At the last Governing Council meeting, there was a discussion in principle over whether the objective of the TLTRO-III should be a monetary policy one to turbo charge the economy with an aggressive new infusion of liquidity, or constructed more narrowly to maintain adequate liquidity for banks. The ECB appears to be leaning towards the latter.
As to forward guidance, Draghi already extended at the last meeting the ECB’s commitment to the current -0.4% negative deposit rate “at least through the end of 2019, and in any case for as long as necessary,” so not much room to expand from there.
Markets, of course, have long lapped up that guidance, and are now not expecting a rates lift-off until spring of 2021. While Draghi could well force through some more changes on guidance should he see the need, we understand another change to guidance to be highly unlikely, coming so soon on the heels of an extension of guidance at the last meeting.
More importantly, with half a year remaining in the ECB’s time contingency guidance, there is still plenty of time to make more changes if necessary deeper into 2019.
As to rates, it appears the discussion over the tiering of interest rates to help the banking sector is for all practical purposes dead.
The tiering debate, originally pushed by Banque de France Governor Francois Villeroy de Galhau, was picked up in a mention by Draghi himself earlier this year, to potentially ease the burden on bank profitability or, though left unsaid, allow room to cut rates deeper.
But Draghi’s support appears to have been lackluster at best, and the Governing Council has for now found little justification on monetary policy grounds to help an inefficient and overly banked system in need still of significant consolidation.

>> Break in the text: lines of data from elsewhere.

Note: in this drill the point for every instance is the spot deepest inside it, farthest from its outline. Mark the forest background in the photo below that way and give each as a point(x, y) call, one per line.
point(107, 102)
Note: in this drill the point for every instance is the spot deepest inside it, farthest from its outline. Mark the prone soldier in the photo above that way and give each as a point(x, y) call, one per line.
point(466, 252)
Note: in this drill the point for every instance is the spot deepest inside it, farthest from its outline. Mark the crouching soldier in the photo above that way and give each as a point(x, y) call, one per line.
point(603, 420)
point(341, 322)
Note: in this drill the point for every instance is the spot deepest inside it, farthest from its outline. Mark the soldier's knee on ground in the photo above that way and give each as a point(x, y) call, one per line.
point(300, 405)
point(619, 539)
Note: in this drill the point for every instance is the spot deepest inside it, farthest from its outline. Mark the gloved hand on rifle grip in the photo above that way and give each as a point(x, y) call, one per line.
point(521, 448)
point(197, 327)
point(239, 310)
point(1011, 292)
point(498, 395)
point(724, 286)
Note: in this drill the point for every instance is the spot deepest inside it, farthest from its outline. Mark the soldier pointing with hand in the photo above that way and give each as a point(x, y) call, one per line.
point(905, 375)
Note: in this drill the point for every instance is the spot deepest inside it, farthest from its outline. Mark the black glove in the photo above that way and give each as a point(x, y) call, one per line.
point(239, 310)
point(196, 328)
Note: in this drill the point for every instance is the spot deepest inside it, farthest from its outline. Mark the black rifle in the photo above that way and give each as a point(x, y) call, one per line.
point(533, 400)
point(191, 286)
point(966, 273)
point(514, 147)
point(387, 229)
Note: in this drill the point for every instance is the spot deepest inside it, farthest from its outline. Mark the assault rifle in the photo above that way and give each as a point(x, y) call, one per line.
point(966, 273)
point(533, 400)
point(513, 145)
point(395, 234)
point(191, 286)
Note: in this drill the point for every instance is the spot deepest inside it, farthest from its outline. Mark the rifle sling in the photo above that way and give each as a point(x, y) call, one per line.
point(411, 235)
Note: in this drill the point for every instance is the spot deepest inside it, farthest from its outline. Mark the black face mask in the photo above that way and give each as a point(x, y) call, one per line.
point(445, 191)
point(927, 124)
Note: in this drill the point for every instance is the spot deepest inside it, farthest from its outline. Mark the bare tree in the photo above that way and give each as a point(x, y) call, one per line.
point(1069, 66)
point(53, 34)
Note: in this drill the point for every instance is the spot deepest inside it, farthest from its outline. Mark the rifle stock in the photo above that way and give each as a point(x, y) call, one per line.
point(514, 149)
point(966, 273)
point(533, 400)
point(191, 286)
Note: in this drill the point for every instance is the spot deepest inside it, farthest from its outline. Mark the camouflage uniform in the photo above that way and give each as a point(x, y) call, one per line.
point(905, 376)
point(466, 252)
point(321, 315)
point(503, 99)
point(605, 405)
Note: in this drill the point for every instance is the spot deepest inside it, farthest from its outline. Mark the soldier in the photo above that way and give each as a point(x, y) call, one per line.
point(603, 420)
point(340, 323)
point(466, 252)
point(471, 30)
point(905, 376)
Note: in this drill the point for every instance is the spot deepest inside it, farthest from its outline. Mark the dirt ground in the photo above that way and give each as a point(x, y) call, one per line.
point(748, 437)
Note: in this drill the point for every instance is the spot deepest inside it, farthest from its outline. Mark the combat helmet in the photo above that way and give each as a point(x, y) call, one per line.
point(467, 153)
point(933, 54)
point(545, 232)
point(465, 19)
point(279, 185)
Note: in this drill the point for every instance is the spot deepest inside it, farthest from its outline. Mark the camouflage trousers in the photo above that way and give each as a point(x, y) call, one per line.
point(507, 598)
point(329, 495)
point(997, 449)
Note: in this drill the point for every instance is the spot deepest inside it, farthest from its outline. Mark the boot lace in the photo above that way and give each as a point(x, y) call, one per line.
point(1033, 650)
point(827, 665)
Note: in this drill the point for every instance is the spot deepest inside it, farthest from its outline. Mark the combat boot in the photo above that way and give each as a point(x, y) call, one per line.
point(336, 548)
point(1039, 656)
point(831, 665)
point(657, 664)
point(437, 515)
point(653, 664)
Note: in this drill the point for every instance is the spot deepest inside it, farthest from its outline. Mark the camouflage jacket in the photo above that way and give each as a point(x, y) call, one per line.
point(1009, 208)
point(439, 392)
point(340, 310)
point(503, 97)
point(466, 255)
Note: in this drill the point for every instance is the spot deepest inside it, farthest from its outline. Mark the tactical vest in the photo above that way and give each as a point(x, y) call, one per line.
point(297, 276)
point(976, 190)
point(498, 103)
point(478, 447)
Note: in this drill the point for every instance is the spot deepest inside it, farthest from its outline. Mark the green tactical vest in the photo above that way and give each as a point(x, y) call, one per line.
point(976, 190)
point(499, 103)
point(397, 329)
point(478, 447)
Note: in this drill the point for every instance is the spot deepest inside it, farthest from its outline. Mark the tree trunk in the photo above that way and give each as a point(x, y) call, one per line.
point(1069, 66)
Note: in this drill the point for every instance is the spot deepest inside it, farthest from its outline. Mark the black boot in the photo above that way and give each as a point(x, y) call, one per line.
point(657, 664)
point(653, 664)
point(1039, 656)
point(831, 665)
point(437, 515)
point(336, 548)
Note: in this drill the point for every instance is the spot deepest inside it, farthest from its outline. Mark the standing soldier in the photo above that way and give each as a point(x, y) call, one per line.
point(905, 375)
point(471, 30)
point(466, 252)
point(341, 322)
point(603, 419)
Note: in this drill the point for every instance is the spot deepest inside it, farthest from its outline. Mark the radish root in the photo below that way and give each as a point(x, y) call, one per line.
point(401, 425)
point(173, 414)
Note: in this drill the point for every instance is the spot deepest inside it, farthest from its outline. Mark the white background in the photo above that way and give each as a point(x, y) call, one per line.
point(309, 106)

Lest it be forgotten, Draghi will also likely point again to the ECB reinvestment program, or more specifically, to the continued massive size of the central bank’s balance sheet as their commitment to continued aggressive accommodation.
And ECB officials, in another mirror of the Fed, will be sure to reference their newly emphasized goal of a symmetric target for inflation, which in the ECB’s case means “the continued sustained convergence of inflation to levels that are below, but close to, 2% over the medium term.” That, at least, is the theory.
Longer-term Euro Shifts
From what we understand, the ECB has also been in the process of reviewing long term strategies, including a discussion of moving away from their neutral stance to date on the internationalization of the Euro, to an official support of that goal.
In addition, the ECB is putting renewed focus on the development of a Eurozone-wide safe asset. While ultimately that would be a political decision that needs to get around the continued concerns (in Germany and among other allies) over the risks of mutualization, the push for a risk-free Eurozone asset has been growing, and the ECB can hold considerable sway in moving that debate forward.
And in a sign of the times, the ECB is also looking at the long-term impact of climate change on the economy, and potentially on policy. That includes, on a more micro level, from what we understand support already for eco-friendly EIB backed bonds.